И швыряю телефон о стену.
Я до конца не верил. Не мог поверить.
Умом понимал, что не те люди мне об этом сказали, которые любят попиздеть, но мозг отказывался принимать. Все мое нутро сопротивлялось.
Как это, Глеба нет? Как это, убили?
В то, что он застрелился сам, как это продавливают в полиции, не поверю тем более. Тут просто надо знать Покровского.
Глеб боец, он бы боролся до последнего. Искал и нашел тысячу сто вариантов выхода из ситуации. Наплевал на все и вызвонил меня, чтобы я помог из дерьма выбраться.
Да он бы скорее сам убил.
Вот только фишка в том, что убивать Глеба было не за что.
Глеб выиграл тендер, все бумаги подписал. А потом его арестовали при попытке даче взятки официальному лицу, посадили под домашний арест, и он из-за этого застрелился.
Я предупреждал Покровского, что с этим официальным лицом нормальные люди поссать на одном гектаре побрезгуют. Но и в то, что Глеб сам поперся ему деньги нести, не верю.

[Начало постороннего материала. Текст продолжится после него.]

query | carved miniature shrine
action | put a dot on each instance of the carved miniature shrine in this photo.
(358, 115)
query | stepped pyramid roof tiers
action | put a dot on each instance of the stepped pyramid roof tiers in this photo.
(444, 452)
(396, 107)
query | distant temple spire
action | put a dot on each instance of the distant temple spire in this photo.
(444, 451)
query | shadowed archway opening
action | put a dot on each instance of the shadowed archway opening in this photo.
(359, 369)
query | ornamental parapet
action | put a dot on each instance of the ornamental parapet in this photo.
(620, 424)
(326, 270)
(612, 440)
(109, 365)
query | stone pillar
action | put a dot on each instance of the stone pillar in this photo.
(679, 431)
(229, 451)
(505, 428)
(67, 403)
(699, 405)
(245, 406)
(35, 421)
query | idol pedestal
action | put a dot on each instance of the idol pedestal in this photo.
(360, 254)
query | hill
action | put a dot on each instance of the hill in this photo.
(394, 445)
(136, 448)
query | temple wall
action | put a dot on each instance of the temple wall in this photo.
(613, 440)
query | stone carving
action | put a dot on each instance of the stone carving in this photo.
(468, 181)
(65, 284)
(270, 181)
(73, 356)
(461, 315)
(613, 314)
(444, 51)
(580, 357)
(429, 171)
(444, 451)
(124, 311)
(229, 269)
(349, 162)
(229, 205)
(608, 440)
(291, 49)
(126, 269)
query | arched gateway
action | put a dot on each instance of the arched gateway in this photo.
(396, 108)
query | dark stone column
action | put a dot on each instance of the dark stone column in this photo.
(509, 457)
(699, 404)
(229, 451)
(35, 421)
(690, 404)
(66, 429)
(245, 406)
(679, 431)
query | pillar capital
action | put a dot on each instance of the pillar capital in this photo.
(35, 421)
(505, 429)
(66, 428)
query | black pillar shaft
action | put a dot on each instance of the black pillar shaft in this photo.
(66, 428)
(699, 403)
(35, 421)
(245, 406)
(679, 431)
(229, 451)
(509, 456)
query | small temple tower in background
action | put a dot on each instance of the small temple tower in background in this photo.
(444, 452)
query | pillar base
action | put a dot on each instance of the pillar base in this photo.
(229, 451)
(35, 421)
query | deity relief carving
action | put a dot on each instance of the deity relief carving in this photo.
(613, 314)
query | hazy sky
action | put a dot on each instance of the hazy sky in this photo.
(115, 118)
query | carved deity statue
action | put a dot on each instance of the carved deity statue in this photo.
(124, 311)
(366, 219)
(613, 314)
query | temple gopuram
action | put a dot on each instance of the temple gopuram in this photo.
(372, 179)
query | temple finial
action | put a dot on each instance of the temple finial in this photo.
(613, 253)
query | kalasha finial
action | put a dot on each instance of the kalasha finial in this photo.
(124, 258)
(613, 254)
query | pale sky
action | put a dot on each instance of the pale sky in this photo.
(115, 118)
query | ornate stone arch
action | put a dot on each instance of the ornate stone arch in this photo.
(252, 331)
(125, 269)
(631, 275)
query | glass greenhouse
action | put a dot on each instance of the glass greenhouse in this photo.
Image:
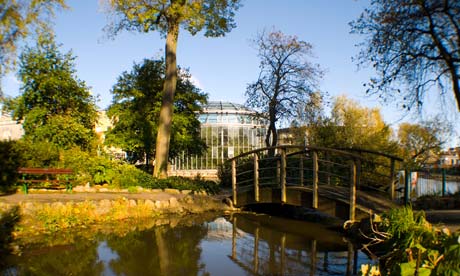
(228, 130)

Кто ж взятки в кабинеты носит в рабочее время? Мало того, Глеба к его кабинету без предварительных договоренностей на пушечный выстрел бы не подпустили. Какая взятка?

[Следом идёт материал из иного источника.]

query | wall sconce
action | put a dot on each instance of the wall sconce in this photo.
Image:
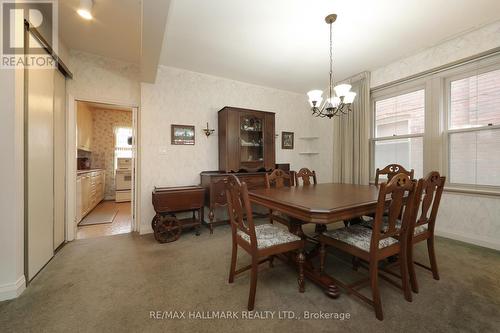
(208, 131)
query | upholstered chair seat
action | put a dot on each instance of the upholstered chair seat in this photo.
(358, 236)
(270, 235)
(418, 229)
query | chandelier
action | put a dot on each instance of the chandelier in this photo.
(338, 103)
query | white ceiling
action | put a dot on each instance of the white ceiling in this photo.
(115, 31)
(284, 43)
(103, 106)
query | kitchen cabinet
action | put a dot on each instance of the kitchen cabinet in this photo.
(84, 123)
(92, 191)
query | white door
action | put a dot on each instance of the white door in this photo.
(59, 158)
(40, 169)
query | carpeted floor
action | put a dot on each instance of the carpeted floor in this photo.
(112, 284)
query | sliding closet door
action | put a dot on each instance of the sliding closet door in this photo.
(39, 179)
(59, 158)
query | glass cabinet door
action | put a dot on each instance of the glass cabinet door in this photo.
(251, 140)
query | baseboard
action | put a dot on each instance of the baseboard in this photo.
(484, 242)
(12, 290)
(145, 229)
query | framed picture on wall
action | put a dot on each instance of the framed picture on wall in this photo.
(182, 134)
(286, 140)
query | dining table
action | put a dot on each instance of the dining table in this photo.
(320, 204)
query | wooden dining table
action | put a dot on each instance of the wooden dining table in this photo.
(320, 204)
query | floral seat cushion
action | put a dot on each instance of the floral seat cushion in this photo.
(270, 235)
(418, 230)
(358, 236)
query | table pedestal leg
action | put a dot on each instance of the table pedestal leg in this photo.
(323, 280)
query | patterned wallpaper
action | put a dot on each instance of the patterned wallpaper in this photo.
(103, 143)
(170, 101)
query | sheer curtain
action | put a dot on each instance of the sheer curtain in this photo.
(351, 133)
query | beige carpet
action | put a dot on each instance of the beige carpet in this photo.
(102, 213)
(112, 284)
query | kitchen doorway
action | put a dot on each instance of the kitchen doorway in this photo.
(104, 170)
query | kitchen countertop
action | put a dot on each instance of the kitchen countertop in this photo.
(81, 172)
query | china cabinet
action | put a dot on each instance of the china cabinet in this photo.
(246, 140)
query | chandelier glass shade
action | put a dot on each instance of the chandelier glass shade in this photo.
(339, 98)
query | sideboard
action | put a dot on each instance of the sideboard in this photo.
(215, 195)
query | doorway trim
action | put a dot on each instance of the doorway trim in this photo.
(71, 148)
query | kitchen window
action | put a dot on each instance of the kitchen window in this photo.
(473, 128)
(123, 143)
(399, 130)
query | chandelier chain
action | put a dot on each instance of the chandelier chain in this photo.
(331, 62)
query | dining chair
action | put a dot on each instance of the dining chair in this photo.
(427, 199)
(306, 176)
(262, 242)
(390, 171)
(279, 179)
(379, 243)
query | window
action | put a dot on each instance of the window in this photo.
(123, 143)
(399, 131)
(474, 129)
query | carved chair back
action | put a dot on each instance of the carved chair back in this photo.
(306, 175)
(401, 190)
(278, 179)
(428, 196)
(390, 171)
(239, 209)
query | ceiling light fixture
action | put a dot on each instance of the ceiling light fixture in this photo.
(85, 9)
(338, 103)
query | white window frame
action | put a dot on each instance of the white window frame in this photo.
(389, 93)
(437, 106)
(458, 74)
(115, 148)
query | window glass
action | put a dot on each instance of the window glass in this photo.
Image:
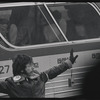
(78, 20)
(28, 25)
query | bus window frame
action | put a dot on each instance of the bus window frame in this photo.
(47, 44)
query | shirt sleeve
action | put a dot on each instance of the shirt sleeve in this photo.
(3, 87)
(56, 70)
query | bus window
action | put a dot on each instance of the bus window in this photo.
(28, 25)
(79, 20)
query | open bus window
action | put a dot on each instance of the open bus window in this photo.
(28, 25)
(79, 20)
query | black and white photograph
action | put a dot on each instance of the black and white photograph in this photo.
(50, 50)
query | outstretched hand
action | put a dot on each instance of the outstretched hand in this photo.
(72, 58)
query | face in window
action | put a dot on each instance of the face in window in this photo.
(30, 70)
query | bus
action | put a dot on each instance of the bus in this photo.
(47, 31)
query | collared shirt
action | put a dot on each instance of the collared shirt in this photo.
(32, 88)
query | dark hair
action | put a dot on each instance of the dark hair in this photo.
(56, 14)
(19, 64)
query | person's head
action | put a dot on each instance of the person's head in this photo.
(57, 15)
(22, 64)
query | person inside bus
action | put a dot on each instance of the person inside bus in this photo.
(27, 82)
(48, 32)
(16, 30)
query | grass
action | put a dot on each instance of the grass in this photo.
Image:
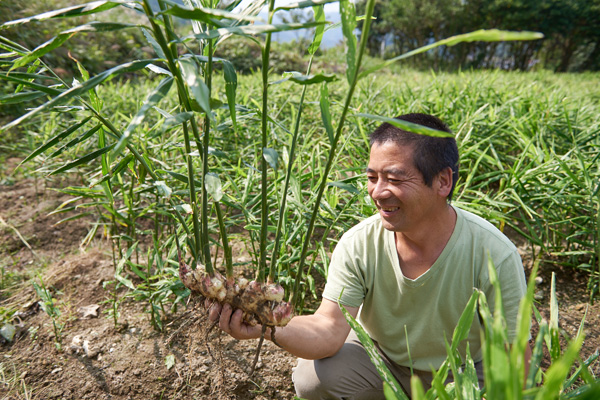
(189, 153)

В той схеме, в которую он влез, откат официальному лицу должен передавать Исмаилов. Налом, в чемоданчике, как принято у приличных людей. Так в кино показывают, пачечка к пачечке. И не в государственном учреждении, а на нейтральной территории. В каком-нибудь пафосном ресторане или клубе, де-факто принадлежащем этому лицу.
Значит Глеб где-то еще проебался, только где?
И как это отменяет мою прямую вину в его смерти?
Мне сообщили не сразу, удивительно что вообще додумались. Бортников позвонил первым, спасибо ему. Следом остальные гуськом потянулись, но я в любом случае успеваю уже только на похороны.
С того времени меня ежечасно, ежесекундно перемалывает на жерновах вины. Не отпускает ни на минуту. С костями и внутренностями раскатывает и размазывает по самым дальним углам моей совести и ебучего ЧСВ*.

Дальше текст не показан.